Stay: The oceanfront Ke Iki Beach Bungalows, a quick drive from the commercial district along the Kamehameha Highway, are all about easy atmosphere, to the sounds of the North Shore’s endless surf.
Eat: Ted’s Bakery, down the road from the mythical Pipeline, is a casual center of surfer life known for bento-box lunches, garlic shrimp, and mahimahi sandwiches. Finish it off with a slice of decadent Haupia chocolate pie.
An all-American classic—saltwater taffy and ice cream on the boardwalk, days of baking in the sun on Dewey Beach—with a lively art gallery scene and such august institutions as the Biggs Museum of American Art.
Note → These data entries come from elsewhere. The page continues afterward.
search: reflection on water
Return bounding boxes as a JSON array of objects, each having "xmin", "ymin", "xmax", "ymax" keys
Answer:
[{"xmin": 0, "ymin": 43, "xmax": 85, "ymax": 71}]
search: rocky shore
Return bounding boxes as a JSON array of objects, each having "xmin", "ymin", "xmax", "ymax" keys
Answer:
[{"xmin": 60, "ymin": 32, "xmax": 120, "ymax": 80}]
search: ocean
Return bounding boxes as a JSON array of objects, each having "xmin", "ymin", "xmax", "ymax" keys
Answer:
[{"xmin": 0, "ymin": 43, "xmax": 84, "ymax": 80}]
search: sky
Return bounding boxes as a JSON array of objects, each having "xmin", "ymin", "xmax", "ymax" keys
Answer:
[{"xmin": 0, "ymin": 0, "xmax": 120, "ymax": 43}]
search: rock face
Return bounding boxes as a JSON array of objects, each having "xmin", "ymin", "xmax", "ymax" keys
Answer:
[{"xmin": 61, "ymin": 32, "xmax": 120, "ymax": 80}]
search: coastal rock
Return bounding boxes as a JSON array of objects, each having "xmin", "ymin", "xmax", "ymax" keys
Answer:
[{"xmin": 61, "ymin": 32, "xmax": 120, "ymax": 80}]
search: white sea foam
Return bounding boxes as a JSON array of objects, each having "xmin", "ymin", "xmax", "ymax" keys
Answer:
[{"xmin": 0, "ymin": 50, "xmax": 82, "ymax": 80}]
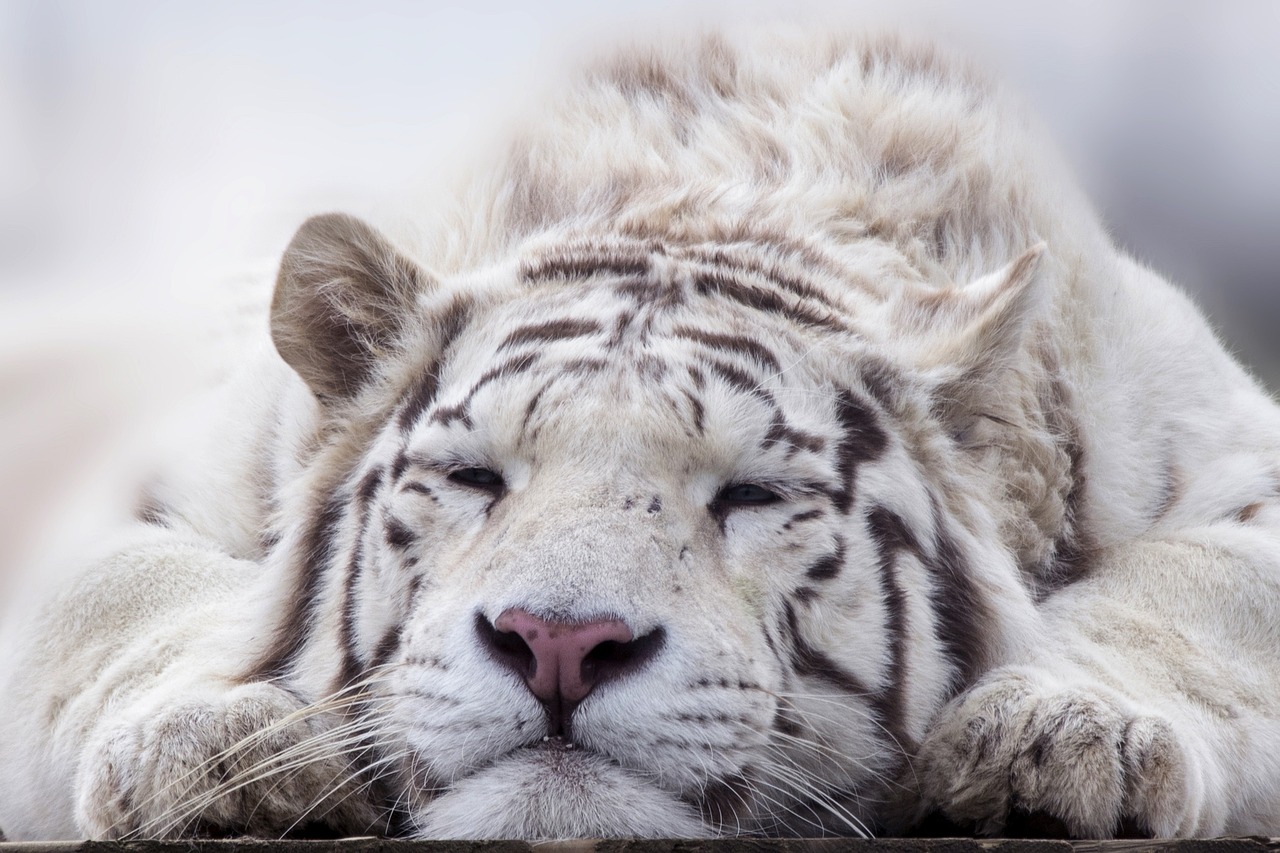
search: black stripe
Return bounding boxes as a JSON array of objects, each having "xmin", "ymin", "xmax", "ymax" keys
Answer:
[
  {"xmin": 685, "ymin": 391, "xmax": 707, "ymax": 435},
  {"xmin": 764, "ymin": 411, "xmax": 827, "ymax": 453},
  {"xmin": 832, "ymin": 391, "xmax": 888, "ymax": 512},
  {"xmin": 392, "ymin": 447, "xmax": 412, "ymax": 484},
  {"xmin": 804, "ymin": 537, "xmax": 845, "ymax": 580},
  {"xmin": 925, "ymin": 498, "xmax": 992, "ymax": 690},
  {"xmin": 867, "ymin": 507, "xmax": 915, "ymax": 754},
  {"xmin": 694, "ymin": 242, "xmax": 840, "ymax": 310},
  {"xmin": 369, "ymin": 575, "xmax": 422, "ymax": 666},
  {"xmin": 694, "ymin": 272, "xmax": 849, "ymax": 332},
  {"xmin": 782, "ymin": 508, "xmax": 827, "ymax": 530},
  {"xmin": 671, "ymin": 325, "xmax": 782, "ymax": 371},
  {"xmin": 498, "ymin": 319, "xmax": 603, "ymax": 351},
  {"xmin": 396, "ymin": 365, "xmax": 440, "ymax": 433},
  {"xmin": 521, "ymin": 250, "xmax": 649, "ymax": 283},
  {"xmin": 705, "ymin": 359, "xmax": 769, "ymax": 398},
  {"xmin": 396, "ymin": 298, "xmax": 470, "ymax": 433},
  {"xmin": 431, "ymin": 352, "xmax": 540, "ymax": 429},
  {"xmin": 431, "ymin": 396, "xmax": 475, "ymax": 429},
  {"xmin": 383, "ymin": 516, "xmax": 417, "ymax": 551},
  {"xmin": 867, "ymin": 498, "xmax": 991, "ymax": 693},
  {"xmin": 333, "ymin": 465, "xmax": 387, "ymax": 690},
  {"xmin": 781, "ymin": 602, "xmax": 870, "ymax": 697},
  {"xmin": 559, "ymin": 359, "xmax": 609, "ymax": 374},
  {"xmin": 520, "ymin": 380, "xmax": 552, "ymax": 430},
  {"xmin": 248, "ymin": 492, "xmax": 351, "ymax": 681}
]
In the evenings, visitors dance at places like the Rusty Rudder or Shag, or just stroll the boardwalk.
Stay: The Hotel Rehoboth, a plush boutique lodging, has a welcoming fireplace and a mod cottage-furnishings store off the lobby.
Eat: Eden, a high-end restaurant that often lives up to its name, features such dishes as a lobster and crab tower and a coffee-hazelnut rubbed pork tenderloin. —Tom Austin
Silver Lake Sand Dunes Area, MI
A beach staple of the Midwest, this strip along Lake Michigan—encompassing the towns of Hart, Mears, and Pentwater—has no shortage of massive sand dunes, beach buggies, and farmers’ markets along with over-the-top July 4th fireworks.
Stay: A simple affair overlooking the lake and a spread of sand, Dunes Waterfront Resort is not a bad way to get lost on a summer weekend.
Eat: That Place Restaurant, a 1950s and ‘60s theme joint with posters of James Dean and Elvis, is, well, the place to get a hamburger and shake.
Thomas J. Blazek
This is nature Texas-style, big and ready to roll, with an enormous flock of whooping cranes in the Aransas National Wildlife Refuge, stunning beaches along nearby Matagorda Island, and a 1,000-year-old oak known simply as “the Big Tree.”
Stay: A funky little place with classic beach lodgings, the Fulton Beach Bungalows overlook Aransas Bay.
Eat: Steve Lew’s BBQ Kitchen will take you way down home, with pulled pork and Texas-style sausage.
Gulf Shores, AL
Gulf Shores is near miles of splendid beaches along Bon Secour National Wildlife refuge and is a mainstay of the American seafood industry. Apart from the National Shrimp Festival every fall, the beaches are known for the strange occurrence of “jubilees,” random nights when crabs, fish, and shrimp flop up on the beach and make for easy pickings.
Stay: Magnolia Springs Bed and Breakfast is a charmer with stained glass in the den, elaborate woodwork in the great hall, and hearty three-course breakfasts.
Eat: Set in a circa 1897 building surrounded by Spanish moss and live oak trees, the Wash House Restaurant serves fried oyster lettuce wraps and beef spring rolls.